2004-08-20 12:12:21

by Frank Steiner

[permalink] [raw]
Subject: client apps not surviving nfsd restart

Hi,

we are running a diskless client system. For a long time, we used kernel
2.4 (.16-.21, SuSE versions) and nfs-over-udp. We never encountered any
problems when the server had to reboot. All of the clients (about 40, of
which about 20 are work- stations running KDE or gnome with several apps)
survived the server reboot without problems. Especially without stale NFS
handles (at least no one has complained about them for 1.5 years :-))

Now we got some problems:

1) After installing SusE 9.0, the default was set to nfs-over-tcp. I didn't
know that, but suddenly after every server reboot I had at least 4-5
of the work station users complaining about stale NFS handles, e.g.,
/usr was stale and so java didn't start anymore etc. It's not really
reproducable by some certain sequence of starting apps and rebooting
the server etc., but it happens every time the server has to reboot
with a few clients.

In the NFS howto I read that the disadvantage of nfs-over-tcp is that
"If your server crashes in the middle of a packet transmission, the
client will hang and any shares will need to be unmounted and remounted."

But I thought a clean reboot with a clean stop and later start of the
nfsserver shouldn't make a problem.

Is there any way to work around these problems? Any known reasons
why with nfs-over-tcp we have these stales which we did not experience
with udp before?
Note that we do not change export options or anything on the file
system during these server reboots.

Trying to debug I was also able to make /usr stale by just restarting
the nfsd (with sleeping, not to run into the race condition Neil
solved with the recent patch :-)) a few times. Again, not safely
reproducible...

2) We are currently testing kernel 2.6.8.1. The nfs behaviour seems
to have changed in some ways. Running e.g. "find /" on a diskless
client with kernel 2.4 would just hang when the server rebootet
and later go on when the server was back.
With 2.6.8.1, the find command will immediately abort and report
some stale nfs handles.
This causes much more client applications to abort when the server
reboots (we have many programs doing a lot I/O, creating files,
deleting, tracing through directories etc.
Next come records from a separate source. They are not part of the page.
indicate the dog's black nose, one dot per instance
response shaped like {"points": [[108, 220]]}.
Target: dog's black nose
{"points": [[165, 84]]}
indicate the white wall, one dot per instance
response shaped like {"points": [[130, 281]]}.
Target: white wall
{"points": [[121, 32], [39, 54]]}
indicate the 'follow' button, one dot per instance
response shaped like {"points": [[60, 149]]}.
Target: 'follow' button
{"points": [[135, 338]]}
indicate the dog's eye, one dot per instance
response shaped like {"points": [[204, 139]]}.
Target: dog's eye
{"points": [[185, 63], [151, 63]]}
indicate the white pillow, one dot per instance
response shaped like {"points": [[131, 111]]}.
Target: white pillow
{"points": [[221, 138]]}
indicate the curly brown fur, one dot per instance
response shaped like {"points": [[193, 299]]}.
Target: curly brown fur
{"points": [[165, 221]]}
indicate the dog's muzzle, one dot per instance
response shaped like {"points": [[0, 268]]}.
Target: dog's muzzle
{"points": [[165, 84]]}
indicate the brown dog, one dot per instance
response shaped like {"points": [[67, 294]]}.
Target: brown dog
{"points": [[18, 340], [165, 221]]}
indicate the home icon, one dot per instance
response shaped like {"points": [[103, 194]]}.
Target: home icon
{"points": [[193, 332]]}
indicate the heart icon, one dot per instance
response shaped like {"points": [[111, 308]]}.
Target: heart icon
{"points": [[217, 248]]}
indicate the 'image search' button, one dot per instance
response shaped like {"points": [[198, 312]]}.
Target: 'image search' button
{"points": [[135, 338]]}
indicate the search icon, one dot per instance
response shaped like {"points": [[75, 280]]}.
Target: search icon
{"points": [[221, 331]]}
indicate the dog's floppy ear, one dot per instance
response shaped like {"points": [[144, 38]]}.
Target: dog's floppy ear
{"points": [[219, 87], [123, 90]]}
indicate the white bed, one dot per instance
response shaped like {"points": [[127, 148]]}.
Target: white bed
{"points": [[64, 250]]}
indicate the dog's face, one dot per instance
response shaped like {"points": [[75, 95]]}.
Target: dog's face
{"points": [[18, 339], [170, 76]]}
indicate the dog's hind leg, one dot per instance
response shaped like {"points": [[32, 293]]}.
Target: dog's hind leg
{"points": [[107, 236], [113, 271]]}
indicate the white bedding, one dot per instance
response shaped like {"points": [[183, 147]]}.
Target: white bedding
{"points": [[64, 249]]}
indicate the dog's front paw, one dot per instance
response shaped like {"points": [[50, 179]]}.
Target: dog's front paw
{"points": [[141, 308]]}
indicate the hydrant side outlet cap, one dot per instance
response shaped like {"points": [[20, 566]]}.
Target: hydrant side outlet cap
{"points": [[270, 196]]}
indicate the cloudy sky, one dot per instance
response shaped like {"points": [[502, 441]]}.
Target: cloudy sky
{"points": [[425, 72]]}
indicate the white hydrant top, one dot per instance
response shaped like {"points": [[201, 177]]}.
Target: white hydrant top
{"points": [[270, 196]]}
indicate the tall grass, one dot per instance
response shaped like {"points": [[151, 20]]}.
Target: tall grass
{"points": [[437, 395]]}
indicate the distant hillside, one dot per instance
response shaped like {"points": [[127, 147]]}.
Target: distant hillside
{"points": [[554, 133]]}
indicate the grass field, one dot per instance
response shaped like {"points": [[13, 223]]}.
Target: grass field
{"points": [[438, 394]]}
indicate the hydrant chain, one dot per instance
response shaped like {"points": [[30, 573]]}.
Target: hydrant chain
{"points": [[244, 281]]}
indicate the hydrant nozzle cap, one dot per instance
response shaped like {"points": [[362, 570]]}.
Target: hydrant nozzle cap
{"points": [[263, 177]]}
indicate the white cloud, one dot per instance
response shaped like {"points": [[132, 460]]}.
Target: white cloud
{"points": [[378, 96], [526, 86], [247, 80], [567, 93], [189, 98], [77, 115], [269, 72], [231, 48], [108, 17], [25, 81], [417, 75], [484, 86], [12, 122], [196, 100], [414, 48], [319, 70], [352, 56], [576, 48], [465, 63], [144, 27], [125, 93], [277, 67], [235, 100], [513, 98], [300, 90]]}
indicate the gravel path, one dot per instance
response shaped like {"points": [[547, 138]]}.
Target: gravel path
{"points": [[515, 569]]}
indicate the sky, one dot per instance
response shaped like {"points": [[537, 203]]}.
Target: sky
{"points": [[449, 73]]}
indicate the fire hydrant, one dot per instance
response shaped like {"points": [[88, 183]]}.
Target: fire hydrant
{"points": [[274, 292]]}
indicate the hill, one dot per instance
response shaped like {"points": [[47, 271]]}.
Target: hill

And they are good
candidates for such failures).

This happens the same way with udp/tcp, with intr/nointr. Is there
a way to make the clients behave like with the 2.4 kernel? So they
just get stuck when the server shuts down and wait and continue when
the server is back?

3) This is a general problem with 2.6 and 2.4:
When e.g. copying a large file from an nfs-mounted directory to a
local partition and the nfs server goes down, the cp immediately
breaks with
cp: reading `SLES-8-SP-3a-ppc-RC3-CD1.iso': Stale NFS file handle

This is also independent from udp/tcp or intr/nointr. Should that
happen? Is there a way to make cp just hang until the server comes
back?

Similar things happen with other apps. Using rsync instead of cp
will indeed just stop and wait until the server is back, but when
is has finished copying the file it will complain

read errors mapping "SLES-8-SP-3a-ppc-RC3-CD1.iso": (5) Input/output error


So I end up with three questions:

- is it possible to make all applications just hang and wait until the
nfs server comes back instead of they abort their work (like find/cp)?
- are there some general hints how to avoid stale nfs handles during a server
reboot? I didn't find much about this in google.
- How do they after all happen when the file system on the server is not
changed at all during the reboot? Especially things like /usr don't move
away or sth., so how can a stale nfs handle for "/usr" happen?


Thanks for any help!

cu,
Frank

--
Dipl.-Inform. Frank Steiner Web: http://www.bio.ifi.lmu.de/~steiner/
Lehrstuhl f. Bioinformatik Mail: http://www.bio.ifi.lmu.de/~steiner/m/
LMU, Amalienstr. 17 Phone: +49 89 2180-4049
80333 Muenchen, Germany Fax: +49 89 2180-99-4049



-------------------------------------------------------
SF.Net email is sponsored by Shop4tech.com-Lowest price on Blank Media
100pk Sonic DVD-R 4x for only $29 -100pk Sonic DVD+R for only $33
Save 50% off Retail on Ink & Toner - Free Shipping and Free Gift.
http://www.shop4tech.com/z/Inkjet_Cartridges/9_108_r285
_______________________________________________
NFS maillist - [email protected]
https://lists.sourceforge.net/lists/listinfo/nfs


2004-08-20 13:06:34

by Olaf Kirch

[permalink] [raw]
Subject: Re: client apps not surviving nfsd restart

On Fri, Aug 20, 2004 at 02:12:15PM +0200, Frank Steiner wrote:
> In the NFS howto I read that the disadvantage of nfs-over-tcp is that
> "If your server crashes in the middle of a packet transmission, the
> client will hang and any shares will need to be unmounted and
> remounted."

I have never observed this behavior. TCP reconnect works just fine.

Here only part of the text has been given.